MySQL PageCleaner

Optimising read-writes in production in MySQL

Swayam Raina
4 min readJul 20, 2019

Issue

A few weeks earlier we faced a very peculiar issue in one of our service’s MySQL database. There was a sudden spike in both write-latency and read-latency graphs.
On checking the MySQL logs we found one specific error that raised suspicion. The log file showed the below error log,

“InnoDB: page_cleaner: 1000ms intended loop took 8907ms. The settings might not be optimal”

Since I was new to MySQL, I went into the exact cause of the issue by studying what exactly happens in MySQL under the hood.
Let's understand the error log word by word;

InnoDB

InnoDB is a transaction-safe (ACID compliant) highly-reliable and highly-performant storage engine for MySQL. It is designed for CPU efficiency and maximum performance when processing large data volumes.
InnoDB achieves ACID properties by implementing row-level locking. This strategy of row-level locking is different and more optimised from the one MyISAM uses. MyISAM uses table level-locking and hence is faster for reads as now it does not to do much computation for checking lock conditions but is not a good candidate for transactional use-cases.

Page Cleaner

Page-Cleaner in basic terms is a background thread in MySQL server. The responsibility of this thread is to read the dirty pages in the MySQL buffer pool and push the data into the disk for fault-tolerance so as to prevent any permanent data loss.

So this error log meant that one specific thread in MySQL was taking more time than usual to complete execution.

MySQL

Key variables (settings)

  • lru_scan_depth:
    The number of pages to be flushed from memory to disk in one go by the page-cleaner threads.
  • innodb_max_dirty_pct:
    Percentage after which dirty page flush is prioritised. As soon as this level is reached page-cleaner thread kicks in.
  • innodb_buffer_pool_instances:
    The number of cache pools to be configured for MySQL instance.
  • innodb_buffer_pool_size:
    The total size of the MySQL cache. This means the reserved RAM area for MySQL to cache in data read from files.
  • innodb_page_size:
    The page size of the MySQL server buffer pool (cache). Any read/write happens in blocks i.e. in size of pages.
  • innodb_buffer_pool_load_at_startup:
    Configure auto load of buffer pool on startup. This pre-fetches the records into the memory so as to prevent latencies when initial requests land on MySQL server.
  • slow_query_log:
    Log queries that execute slow. Any query which takes more than the specified amount is logged into a file where a developer can see all the low performant queries.

Internal working

- READ

Whenever a data is read for the first time, it is pulled from the DB server file system. This means the entire page content is read and store in the buffer-pool before returning the exact data.
This actually also helps in faster reads not only for this most recently used data but also for the other data residing in that page (spatial locality).

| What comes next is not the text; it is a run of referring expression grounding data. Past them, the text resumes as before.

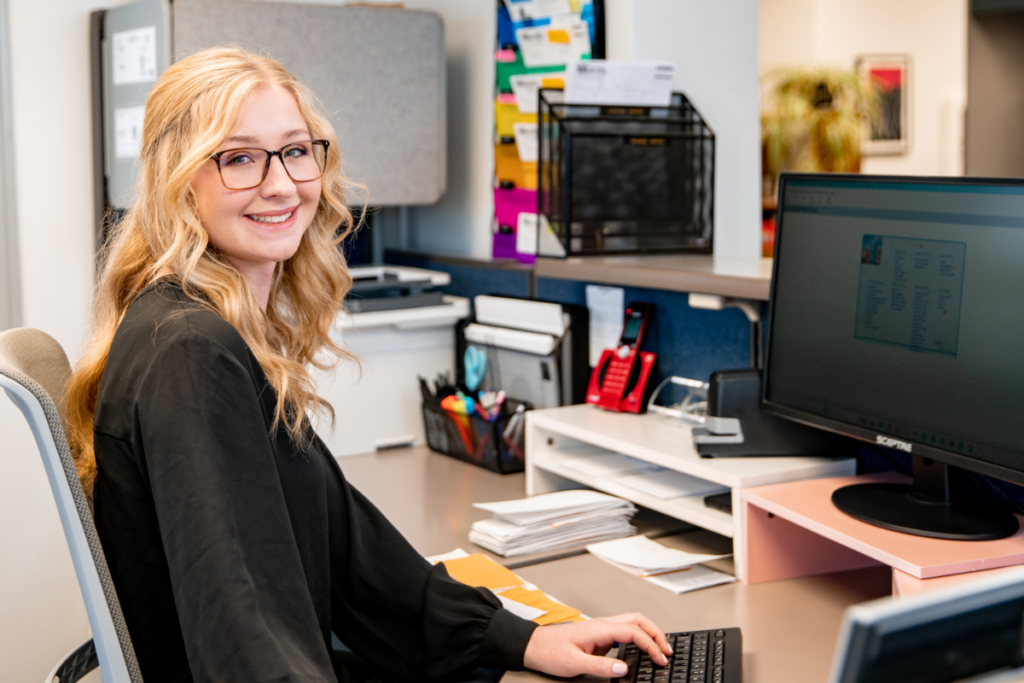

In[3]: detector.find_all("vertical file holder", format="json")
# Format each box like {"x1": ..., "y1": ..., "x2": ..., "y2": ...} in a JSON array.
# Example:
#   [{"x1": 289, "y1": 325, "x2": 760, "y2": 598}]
[{"x1": 537, "y1": 89, "x2": 715, "y2": 257}]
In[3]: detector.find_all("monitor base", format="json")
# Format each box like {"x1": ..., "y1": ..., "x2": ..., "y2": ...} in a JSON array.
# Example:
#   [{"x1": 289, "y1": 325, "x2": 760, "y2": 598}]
[{"x1": 832, "y1": 483, "x2": 1019, "y2": 541}]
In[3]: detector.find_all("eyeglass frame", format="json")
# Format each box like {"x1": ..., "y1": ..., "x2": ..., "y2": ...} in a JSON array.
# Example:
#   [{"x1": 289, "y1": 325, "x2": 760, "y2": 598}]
[{"x1": 208, "y1": 139, "x2": 331, "y2": 190}]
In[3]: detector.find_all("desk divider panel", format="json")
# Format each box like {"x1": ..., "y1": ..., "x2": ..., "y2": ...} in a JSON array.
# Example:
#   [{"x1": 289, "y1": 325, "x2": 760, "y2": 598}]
[{"x1": 173, "y1": 0, "x2": 446, "y2": 207}]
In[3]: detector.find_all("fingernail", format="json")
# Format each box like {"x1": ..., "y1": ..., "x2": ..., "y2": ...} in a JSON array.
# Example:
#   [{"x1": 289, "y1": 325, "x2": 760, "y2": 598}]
[{"x1": 612, "y1": 662, "x2": 628, "y2": 676}]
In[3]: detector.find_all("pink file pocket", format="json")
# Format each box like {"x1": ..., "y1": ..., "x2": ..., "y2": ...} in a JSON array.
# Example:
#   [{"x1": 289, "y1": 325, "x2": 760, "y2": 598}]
[{"x1": 494, "y1": 187, "x2": 536, "y2": 230}]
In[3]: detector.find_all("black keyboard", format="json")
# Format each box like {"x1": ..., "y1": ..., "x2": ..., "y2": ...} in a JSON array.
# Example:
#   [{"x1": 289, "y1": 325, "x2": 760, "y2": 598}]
[{"x1": 613, "y1": 628, "x2": 742, "y2": 683}]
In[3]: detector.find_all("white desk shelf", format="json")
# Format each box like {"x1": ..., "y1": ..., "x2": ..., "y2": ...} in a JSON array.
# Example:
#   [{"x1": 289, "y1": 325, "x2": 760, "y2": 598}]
[{"x1": 525, "y1": 404, "x2": 856, "y2": 579}]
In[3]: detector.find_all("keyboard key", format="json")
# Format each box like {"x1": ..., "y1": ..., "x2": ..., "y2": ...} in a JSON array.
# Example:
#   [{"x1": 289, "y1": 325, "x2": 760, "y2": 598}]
[{"x1": 617, "y1": 629, "x2": 737, "y2": 683}]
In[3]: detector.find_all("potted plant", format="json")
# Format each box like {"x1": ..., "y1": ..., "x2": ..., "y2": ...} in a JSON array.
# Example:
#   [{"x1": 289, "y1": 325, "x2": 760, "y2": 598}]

The crux is that data is pulled from the file system into the RAM i.e. buffer-pool which remains there for faster retrieval.

- WRITE

So, let’s consider the case when data is already in buffer-pool( If it is not, it will be first read in the above specified way). When a write request arrives at the DB server, it marks the page as dirty and updates the data in RAM and the thread returns with the value as success.

So the page-cleaner thread wakes after the configured amount of time periodically to scan all the buffer-pools for dirty pages and moving them to the file system.

Cause

The issue we were basically facing can be pinned down to one of the following
— large number of dirty pages
— large value of lru_scan_depth

The second property was easy to look at. One needs to run show variables; query to get the list of DB server properties. So, this value was actually not drastic to be causing the problem.
So, whenever there is an issue the first thought comes that it might be because of a traffic burst and we were in parallel looking for this also.

We found out that this particular service saw a huge spike in traffic a few minutes before this pager. Since our service was also write intensive, had seen a lot of writes during that time which resulted in a large number of dirty pages causing the page-cleaner to do more work in lesser amount of time.

Thoughts

I believe that constantly looking at application & DB logs and by analysing every single error that occurs in the system, one can dive deep into the system and learn something new.

--

--